Connecting AWS Billing Data Manually from a Management or Payer Account

CloudZero supports a fully manual or custom provisioning process that can be facilitated using your infrastructure provisioning process of choice, for example Terraform, Shell Scripts, CLI, and so on.

How the manual AWS Integration works

CloudZero is a Cloud Cost Management solution that requires permissions beyond the typical cost and usage data. By using metadata on how your AWS environment is operating, the services that you are using, and how they are being used, CloudZero can boost tag coverage, identify more complex anomalies, and highlight the specific resources and changes that are responsible for cost changes in your environment.

ℹ️

All of CloudZero's permissions are read-only. CloudZero has no access to data except where explicitly authorized, for example the S3 bucket where your cost and usage report is stored.

The following summarizes the permissions that CloudZero needs:

Management Account access is need for:

  • Access to the Cost and Usage, Billing, and Organizations API
  • Access to the Cost and Usage S3 bucket where reports are stored
  • Access to CloudWatch Metrics
  • Read-only access to the list metadata service API
ℹ️

If you have resources in your AWS cloud in any regions for which STS is not active by default, for example, ap-east-1 or eu-south-1, make sure you activate those regions following the Amazon Managing AWS STS in an AWS Region guide.

Prerequisites for connecting manually from a Management or Payer Account

You must also configure the the following AWS services before connecting to CloudZero:

In addition, CloudZero has requirements for valid Cost & Usage Reports.

Connect an AWS Account

For most features to work, you must connect your AWS account that holds your Management Account so that CloudZero can get access to your billing data. CloudZero strong recommend that you connect your Management Account first.

CloudZero fully supports organizations with multiple Management Accounts. Follow the steps in this section to connect all your Management Accounts to get a consolidated view of your spending.

Add an AWS Connection

ℹ️

You must be a CloudZero Admin to add new Integrations to the platform.

To open the Cloud Integrations page, navigate to the gear icon on the top navigation bar and select Cloud Integrations, or use the link to the page: https://app.cloudzero.com/organization/connections

On the Cloud Integrations page you can see all of the Integrations in your system. To connect an AWS Account, click the Add Connection button.

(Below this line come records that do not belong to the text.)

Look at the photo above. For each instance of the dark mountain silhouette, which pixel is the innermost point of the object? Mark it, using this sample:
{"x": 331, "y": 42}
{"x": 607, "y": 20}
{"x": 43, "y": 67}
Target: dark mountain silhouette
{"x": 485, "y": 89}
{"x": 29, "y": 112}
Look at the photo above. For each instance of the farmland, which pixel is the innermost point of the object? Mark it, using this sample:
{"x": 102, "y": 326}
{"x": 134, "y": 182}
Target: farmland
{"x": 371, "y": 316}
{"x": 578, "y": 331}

On the page that opens, click the AWS tile and to manually connect an AWS Management or Payer Account, click the Manual - Billing button from the three options for connecting accounts.

Follow the steps on the screen to enable cost and usage reports from the AWS console. As you follow these steps, note the following unique pieces of information you must gather while in the AWS console:

  • Cost & Usage Report Name
  • Cross-Account IAM Role ARN
  • Cost & Usage S3 Bucket Name

In addition, note of the external ID listed under Create a cross-account AIM role in the manual connection steps. You will need this while configuring your policy in the AWS Console.

ℹ️

You must create an AWS cross-account access role. Refer to the information box where the system has generated all of the necessary policy details you must provide in the AWS Console.

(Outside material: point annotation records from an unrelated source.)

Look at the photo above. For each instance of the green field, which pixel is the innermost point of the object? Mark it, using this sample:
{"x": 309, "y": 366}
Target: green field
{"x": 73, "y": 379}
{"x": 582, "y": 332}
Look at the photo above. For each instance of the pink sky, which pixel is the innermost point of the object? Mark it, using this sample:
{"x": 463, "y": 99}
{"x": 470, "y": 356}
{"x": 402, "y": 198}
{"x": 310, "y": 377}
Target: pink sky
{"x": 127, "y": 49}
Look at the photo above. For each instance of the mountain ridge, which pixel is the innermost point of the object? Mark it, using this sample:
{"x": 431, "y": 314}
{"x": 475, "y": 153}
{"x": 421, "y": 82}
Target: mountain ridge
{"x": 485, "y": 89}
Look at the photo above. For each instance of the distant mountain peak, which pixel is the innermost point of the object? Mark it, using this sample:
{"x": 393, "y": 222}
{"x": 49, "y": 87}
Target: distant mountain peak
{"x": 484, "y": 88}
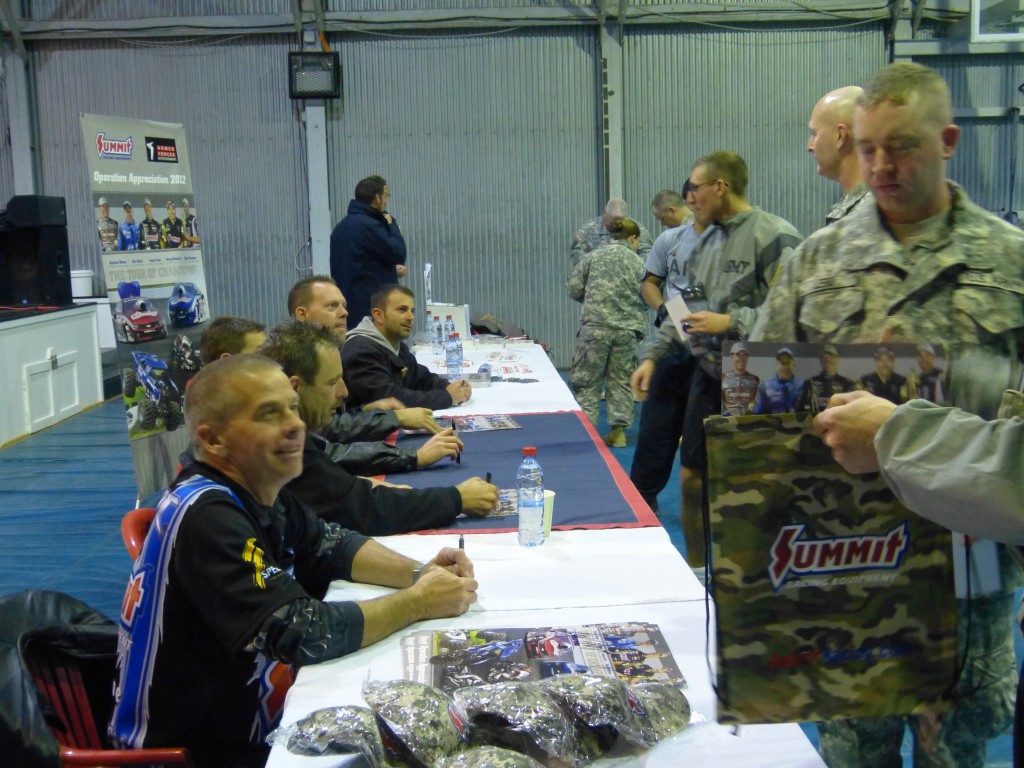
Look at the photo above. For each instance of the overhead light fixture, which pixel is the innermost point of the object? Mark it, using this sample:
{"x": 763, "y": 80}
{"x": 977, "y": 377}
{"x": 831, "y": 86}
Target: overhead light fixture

In the box, enter the S3 Bucket Name where your Cost & Usage Report will be saved, as provided when you enabled cost and usage reports in the AWS console. Click the Generate IAM Policy button to help generate all of the necessary policy details you must provide in the AWS Console.

Enter Cost and Usage Report details

After your policy is generated and applied to your S3 bucket, you must complete the input boxes using the information you collected from the AWS Console earlier.

  1. Enter a Connection Name. This is the name you will see throughout the CloudZero UI, in addition to the AWS Account ID. The name must conform to AWS naming conventions: lowercase, dashes, without spaces or periods.
  2. Enter the Cost & Usage Report Name. This is not the name of your cost and usage S3 bucket, but the name of your cost and usage report configuration in AWS. Find your CUR name on Amazon.
  3. Enter the Cross-Account IAM Role ARN, as found in the AWS Console earlier.
  4. Click Save.

Confirm on the Cloud Integrations page

AWS generally takes ~5 minutes to deploy the necessary permissions to allow CloudZero to pull in the information it needs. AWS cost and usage data will typically appear in CloudZero within 24 hours of the integration being configured.

When the connection is complete, an AWS Connection appears on the CloudZero Cloud Integrations page in the Billing Connections table.

Billing Connections table

The Health column will be green or red and show the overall connection health. If something changes on your side and CloudZero can no longer use the role that was just granted permissions, the Health will change and provide details on why CloudZero cannot connect.

You can connect any other AWS Accounts you want at this point using the same process.